= Halberstadt B types =

Family of German reconnaissance/training aircraft

The Halberstadt B-types of the Halberstädter Flugzeugwerke were two-seat unarmed reconnaissance/training aircraft of the German Air Force in the First World War.

== Development ==
In 1914, Halberstadt developed a biplane with the Oberursel U.0 rotary engine with 80 hp, which was referred to as Halberstadt B.I and was given the factory name A15. The Halberstadt B.II (B15) was built with a Mercedes D.I inline engine with 105 hp and in 1915 the Halberstadt B.III was produced with the slightly stronger Mercedes D.II (120 hp).

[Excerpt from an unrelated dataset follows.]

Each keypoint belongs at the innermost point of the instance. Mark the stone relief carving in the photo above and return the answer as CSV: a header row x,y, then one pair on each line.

Halberstadt B.II was used as the base for the first armed two-seater, the Halberstadt CL.II.

==Variants==
- A15
  Company designation of the aircraft that became the B.I
- B15
  Company designation of the aircraft that became the B.II
- B.I
  (Company A15) Reconnaissance aircraft powered by a 80 hp Oberursel U.0 rotary engine.
- B.II
  (Company B15) Reconnaissance aircraft powered by a 105 hp Mercedes D.I in-line engine.
- B.III
  (Company B15) Reconnaissance aircraft powered by a 120 hp Mercedes D.II in-line engine.

== Operational history ==
The B.I was used as a trainer aircraft, while the B.II and B.III briefly served as reconnaissance aircraft, but were later also used for pilot training.